His fees were pretty much what the folk chose to give him, and he collected them once a year at Kildrummie fair.
“Weel, doctor, what am a’ awin’ ye for the wife and bairn? Ye ‘ill need three notes for that nicht ye stayed in the hoose an’ a’ the vessits.”
“Havers,” MacLure would answer, “prices are low, a’ ‘m hearin’; gie ‘s thirty shillin’s.”
“No, a’ ‘ll no, or the wife ‘ill tak’ ma ears aff,” and it was settled for two pounds.
Lord Kilspindie gave him a free house and fields, and one way or other, Drumsheugh told me the doctor might get in about one hundred and fifty pounds a year, out of which he had to pay his old housekeeper’s wages and a boy’s, and keep two horses, besides the cost of instruments and books, which he bought through a friend in Edinburgh with much judgment.
There was only one man who ever complained of the doctor’s charges, and that was the new farmer of Milton, who was so good that he was above both churches, and held a meeting in his barn. (It was Milton the Glen supposed at first to be a Mormon, but I can’t go into that now.) He offered MacLure a pound less than he asked, and two tracts, whereupon MacLure expressed his opinion of Milton, both from a theological and social standpoint, with such vigour and frankness that an attentive audience of Drumtochty men could hardly contain themselves.

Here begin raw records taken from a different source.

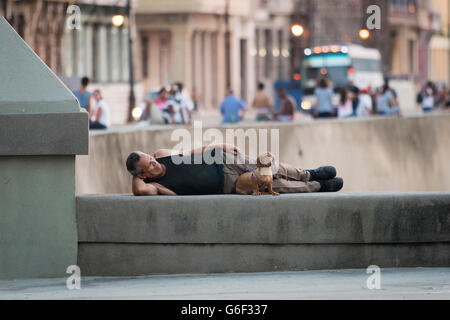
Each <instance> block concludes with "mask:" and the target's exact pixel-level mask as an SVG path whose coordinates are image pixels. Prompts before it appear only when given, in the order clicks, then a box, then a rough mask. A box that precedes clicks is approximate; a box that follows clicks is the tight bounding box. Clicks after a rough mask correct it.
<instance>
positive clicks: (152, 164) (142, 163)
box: [126, 151, 166, 179]
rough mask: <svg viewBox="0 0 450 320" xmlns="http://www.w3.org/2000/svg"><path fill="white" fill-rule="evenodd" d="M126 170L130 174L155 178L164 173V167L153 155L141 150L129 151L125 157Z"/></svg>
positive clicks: (165, 169) (164, 171) (141, 178)
mask: <svg viewBox="0 0 450 320" xmlns="http://www.w3.org/2000/svg"><path fill="white" fill-rule="evenodd" d="M126 165H127V170H128V172H129V173H130V174H131V175H132V176H136V177H139V178H141V179H145V178H150V179H151V178H157V177H160V176H162V175H164V173H165V170H166V169H165V167H164V166H163V165H161V164H160V163H159V162H158V161H156V159H155V158H154V157H152V156H151V155H149V154H146V153H143V152H141V151H134V152H132V153H130V155H129V156H128V158H127V162H126Z"/></svg>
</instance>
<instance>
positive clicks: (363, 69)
mask: <svg viewBox="0 0 450 320" xmlns="http://www.w3.org/2000/svg"><path fill="white" fill-rule="evenodd" d="M352 65H353V68H354V69H355V70H358V71H368V72H380V70H381V63H380V60H374V59H362V58H356V59H355V58H353V59H352Z"/></svg>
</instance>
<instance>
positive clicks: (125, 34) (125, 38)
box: [121, 26, 130, 81]
mask: <svg viewBox="0 0 450 320" xmlns="http://www.w3.org/2000/svg"><path fill="white" fill-rule="evenodd" d="M121 31H122V43H123V44H124V45H122V55H121V57H122V80H123V81H128V79H129V78H130V71H129V68H130V67H129V61H128V46H129V43H128V28H127V27H125V26H122V30H121Z"/></svg>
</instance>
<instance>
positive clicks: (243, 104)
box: [220, 89, 245, 123]
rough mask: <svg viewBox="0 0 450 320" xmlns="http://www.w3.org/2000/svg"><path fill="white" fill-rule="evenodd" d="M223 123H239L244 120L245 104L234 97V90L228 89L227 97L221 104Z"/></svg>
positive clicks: (222, 122)
mask: <svg viewBox="0 0 450 320" xmlns="http://www.w3.org/2000/svg"><path fill="white" fill-rule="evenodd" d="M220 113H221V114H222V116H223V118H222V123H238V122H239V121H241V120H242V119H243V118H244V113H245V103H244V101H242V100H241V99H239V98H237V97H235V96H234V95H233V90H232V89H227V96H226V97H225V99H223V101H222V103H221V104H220Z"/></svg>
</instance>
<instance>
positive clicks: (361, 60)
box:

Jamie Soutar was selling his pig at the time, and missed the meeting, but he hastened to condole with Milton, who was complaining everywhere of the doctor’s language.
“Ye did richt tae resist him; it ‘ill maybe roose the Glen tae mak’ a stand; he fair hands them in bondage.
“Thirty shillin’s for twal’ vessits, and him no mair than seeven mile awa’, an’ a’ ‘m telt there werena mair than four at nicht.
“Ye ‘ill hae the sympathy o’ the Glen, for a’body kens yir as free wi’ yir siller as yir tracts.
“Wes ‘t ‘Beware o’ Gude Warks’ ye offered him? Man, ye chose it weel, for he’s been colleckin’ sae mony thae forty years, a’ ‘m feared for him.
“A’ ‘ve often thocht oor doctor’s little better than the Gude Samaritan, an’ the Pharisees didna think muckle o’ his chance aither in this warld or that which is tae come.”